Anterograde amnesia may occur at therapeutic dosages, the risk increasing at higher dosages. Amnesiac effects may be associated with inappropriate behaviour.
Pre-existing depression may be unmasked during benzodiazepine use.
Other adverse effects are rare and include vertigo, hypotension, gastro-intestinal upsets, skin rashes, visual disturbances, changes in libido, and urinary retention. Isolated cases of blood dyscrasias and jaundice have also been reported.
Use (even at therapeutic doses) may lead to the development of physical and psychological dependence: discontinuation of the therapy may result in withdrawal or rebound phenomena, a transient syndrome whereby the symptoms that led to treatment with benzodiazepine or benzodiazepine-like agent recur in an enhanced form. It may be accompanied by other reactions including mood changes, anxiety and restlessness. Since the risk of withdrawal phenomena/rebound phenomena is greater after abrupt discontinuation of treatment, it is recommended that the dosage be decreased gradually.
Abuse of benzodiazepines has been reported.
Reporting of suspected adverse reactions
Reporting suspected adverse reactions after authorisation of the medicinal product is important. It allows continued monitoring of the benefit/risk balance of the medicinal product. Healthcare professionals are asked to report any suspected adverse reactions via the Yellow Card Scheme at: www.mhra.gov.uk/yellowcard or search for MHRA Yellow Card in the Google Play or Apple App Store.

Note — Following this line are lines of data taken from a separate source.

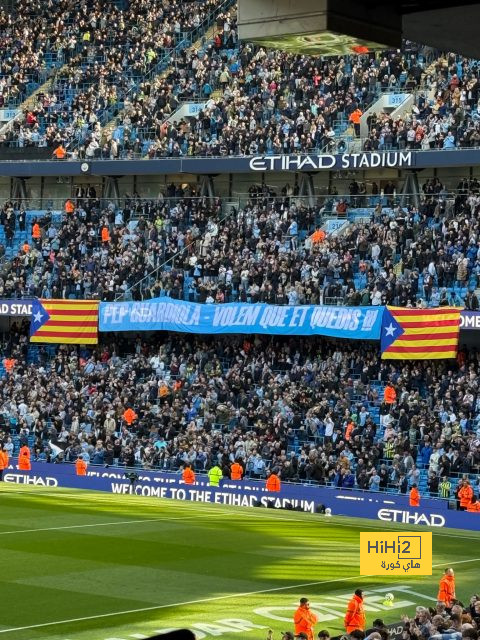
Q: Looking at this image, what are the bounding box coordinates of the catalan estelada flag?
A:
[381,307,461,360]
[30,300,99,344]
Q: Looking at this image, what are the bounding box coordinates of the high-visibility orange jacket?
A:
[458,484,473,509]
[293,606,318,640]
[18,446,32,471]
[182,467,195,484]
[123,408,138,425]
[343,594,366,633]
[345,420,355,441]
[230,462,243,480]
[0,451,8,471]
[383,384,397,404]
[265,473,282,491]
[312,229,327,244]
[437,575,455,607]
[349,109,362,124]
[75,459,87,476]
[102,227,110,242]
[53,145,67,160]
[410,487,420,507]
[3,358,16,373]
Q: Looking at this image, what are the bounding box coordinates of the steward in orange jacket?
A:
[32,222,42,240]
[182,464,195,484]
[102,227,110,242]
[230,461,243,480]
[293,598,318,640]
[3,358,17,373]
[75,456,87,476]
[343,589,366,633]
[18,446,32,471]
[383,384,397,404]
[467,496,480,513]
[0,448,8,480]
[65,199,75,214]
[265,473,282,491]
[410,484,420,507]
[458,480,473,511]
[437,569,456,609]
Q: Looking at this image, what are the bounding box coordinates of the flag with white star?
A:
[380,307,462,360]
[30,299,99,344]
[380,307,405,354]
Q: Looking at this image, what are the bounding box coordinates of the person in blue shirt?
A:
[443,131,455,149]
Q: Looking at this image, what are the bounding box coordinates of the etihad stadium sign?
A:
[250,151,413,171]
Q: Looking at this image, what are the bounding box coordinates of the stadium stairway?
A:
[0,57,66,140]
[101,0,236,148]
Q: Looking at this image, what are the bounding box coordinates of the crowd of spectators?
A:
[0,179,480,310]
[0,0,77,108]
[0,329,480,502]
[139,38,428,157]
[363,54,480,151]
[4,0,480,158]
[404,594,480,640]
[3,0,227,150]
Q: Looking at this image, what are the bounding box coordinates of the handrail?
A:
[0,141,480,160]
[115,202,233,302]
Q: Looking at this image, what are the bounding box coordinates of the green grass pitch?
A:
[0,484,480,640]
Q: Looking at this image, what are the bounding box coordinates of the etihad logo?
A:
[377,509,445,527]
[250,151,413,171]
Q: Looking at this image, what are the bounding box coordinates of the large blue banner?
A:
[100,298,383,340]
[3,462,480,531]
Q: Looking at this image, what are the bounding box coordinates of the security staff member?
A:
[265,471,282,491]
[75,456,87,476]
[0,445,8,480]
[230,460,243,480]
[410,484,420,507]
[208,465,223,487]
[18,445,32,471]
[438,476,452,498]
[343,589,366,633]
[182,464,195,484]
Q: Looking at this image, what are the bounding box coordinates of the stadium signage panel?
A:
[0,299,32,317]
[0,147,480,172]
[250,151,414,171]
[100,298,383,340]
[4,462,480,531]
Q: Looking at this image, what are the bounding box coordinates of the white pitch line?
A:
[0,513,240,536]
[0,491,480,542]
[0,558,480,633]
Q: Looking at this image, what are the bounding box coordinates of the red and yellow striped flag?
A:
[381,307,462,360]
[30,300,99,344]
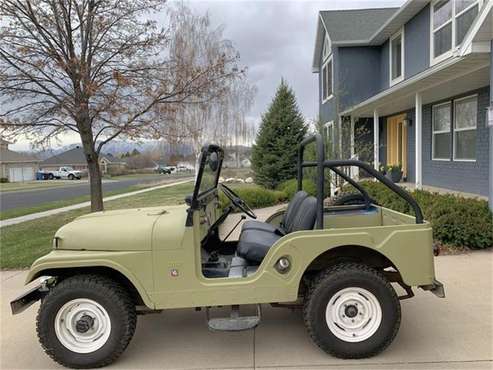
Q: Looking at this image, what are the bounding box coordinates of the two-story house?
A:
[313,0,493,205]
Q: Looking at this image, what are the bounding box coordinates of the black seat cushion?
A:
[236,229,281,263]
[236,197,317,263]
[241,190,308,234]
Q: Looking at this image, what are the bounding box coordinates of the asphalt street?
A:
[0,174,176,212]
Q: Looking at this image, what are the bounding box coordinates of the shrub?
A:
[219,184,287,209]
[344,181,493,249]
[276,179,317,200]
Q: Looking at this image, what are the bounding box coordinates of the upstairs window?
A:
[322,34,330,60]
[322,56,333,103]
[390,28,404,85]
[431,0,482,64]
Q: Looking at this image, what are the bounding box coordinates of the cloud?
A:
[183,0,403,125]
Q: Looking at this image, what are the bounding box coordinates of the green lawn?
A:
[0,182,193,269]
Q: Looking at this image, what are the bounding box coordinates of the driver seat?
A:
[241,190,308,235]
[236,196,317,264]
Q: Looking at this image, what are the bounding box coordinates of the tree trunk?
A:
[80,118,104,212]
[86,152,104,212]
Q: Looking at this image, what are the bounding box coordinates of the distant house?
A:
[312,0,493,208]
[0,138,41,182]
[40,146,126,174]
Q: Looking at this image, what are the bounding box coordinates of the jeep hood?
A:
[55,205,187,251]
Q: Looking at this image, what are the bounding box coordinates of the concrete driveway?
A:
[0,252,493,370]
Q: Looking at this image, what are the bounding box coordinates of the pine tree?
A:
[252,80,307,188]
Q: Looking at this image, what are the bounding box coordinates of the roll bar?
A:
[298,134,423,225]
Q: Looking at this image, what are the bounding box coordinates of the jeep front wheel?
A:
[304,263,401,358]
[37,275,137,368]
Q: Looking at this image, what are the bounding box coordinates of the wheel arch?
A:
[298,245,402,293]
[26,265,155,309]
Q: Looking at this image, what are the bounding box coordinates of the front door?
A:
[387,114,407,178]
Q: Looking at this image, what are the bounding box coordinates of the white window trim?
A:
[431,100,453,162]
[452,94,478,162]
[324,120,336,153]
[430,0,483,66]
[322,31,332,61]
[389,26,406,86]
[322,54,334,104]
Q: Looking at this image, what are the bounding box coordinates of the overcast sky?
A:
[11,0,404,150]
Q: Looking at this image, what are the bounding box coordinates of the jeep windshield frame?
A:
[190,144,224,209]
[297,134,423,225]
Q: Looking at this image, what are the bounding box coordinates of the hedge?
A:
[276,179,317,199]
[344,181,493,249]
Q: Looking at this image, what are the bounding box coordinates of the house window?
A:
[322,34,330,60]
[322,56,333,103]
[390,28,404,84]
[454,96,478,161]
[431,0,482,64]
[432,95,478,161]
[325,121,336,159]
[432,102,452,160]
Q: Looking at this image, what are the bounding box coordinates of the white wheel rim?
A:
[55,298,111,353]
[325,287,382,343]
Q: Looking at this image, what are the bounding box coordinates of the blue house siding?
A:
[423,87,489,196]
[404,5,430,79]
[336,47,381,111]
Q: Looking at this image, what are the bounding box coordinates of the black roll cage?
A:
[298,134,423,225]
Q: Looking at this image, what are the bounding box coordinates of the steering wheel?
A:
[221,184,257,219]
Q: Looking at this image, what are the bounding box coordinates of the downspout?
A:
[488,40,493,211]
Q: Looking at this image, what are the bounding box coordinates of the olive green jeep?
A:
[11,135,444,368]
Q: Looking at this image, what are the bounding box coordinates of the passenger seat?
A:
[241,190,308,235]
[236,197,317,263]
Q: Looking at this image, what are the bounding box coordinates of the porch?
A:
[342,35,493,209]
[397,182,488,200]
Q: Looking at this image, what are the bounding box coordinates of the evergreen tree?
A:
[252,80,307,188]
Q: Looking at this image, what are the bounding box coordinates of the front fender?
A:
[25,250,155,309]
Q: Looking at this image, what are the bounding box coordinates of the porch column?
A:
[414,92,423,189]
[373,109,380,171]
[488,40,493,211]
[350,116,355,158]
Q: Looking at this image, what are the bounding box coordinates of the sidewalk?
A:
[0,179,193,228]
[0,251,493,370]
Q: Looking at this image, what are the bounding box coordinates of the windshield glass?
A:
[197,151,221,195]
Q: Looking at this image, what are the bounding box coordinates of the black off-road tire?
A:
[303,263,401,359]
[36,275,137,369]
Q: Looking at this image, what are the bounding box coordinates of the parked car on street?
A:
[10,135,445,368]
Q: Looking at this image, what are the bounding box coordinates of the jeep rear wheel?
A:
[37,275,137,368]
[304,263,401,358]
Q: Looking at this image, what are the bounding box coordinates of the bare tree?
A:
[0,0,239,211]
[159,5,256,166]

When taken alone in overdosage Mogadon presents few problems in management and should not present a threat to life unless combined with other CNS depressants (including alcohol).
In the management of overdose with any medicinal product, it should be borne in mind that multiple agents may have been taken.
Overdosage of benzodiazepines is usually manifested by degrees of central nervous system depression ranging from drowsiness to coma. In mild cases, symptoms include drowsiness, mental confusion, dysarthria and lethargy; in more serious cases, symptoms may include ataxia, hypotonia, hypotension, respiratory depression, rarely coma and very rarely death.
Following overdose with oral benzodiazepines, vomiting should be induced (within one hour) if the patient is conscious, or gastric lavage undertaken with the airway protected if the patient is unconscious. If there is no advantage in emptying the stomach, activated charcoal should be given to reduce absorption.
Special attention should be paid to respiratory and cardiovascular functions in intensive care. The value of dialysis has not been determined. Flumazenil is a specific IV antidote for use in emergency situations. Patients requiring such intervention should be monitored closely in hospital (see separate prescribing information).
The benzodiazepine antagonist flumazenil is not indicated in patients with epilepsy who have been treated with benzodiazepines. Antagonism of the benzodiazepine effect in such patients may trigger seizures.
If excitation occurs, barbiturates should not be used.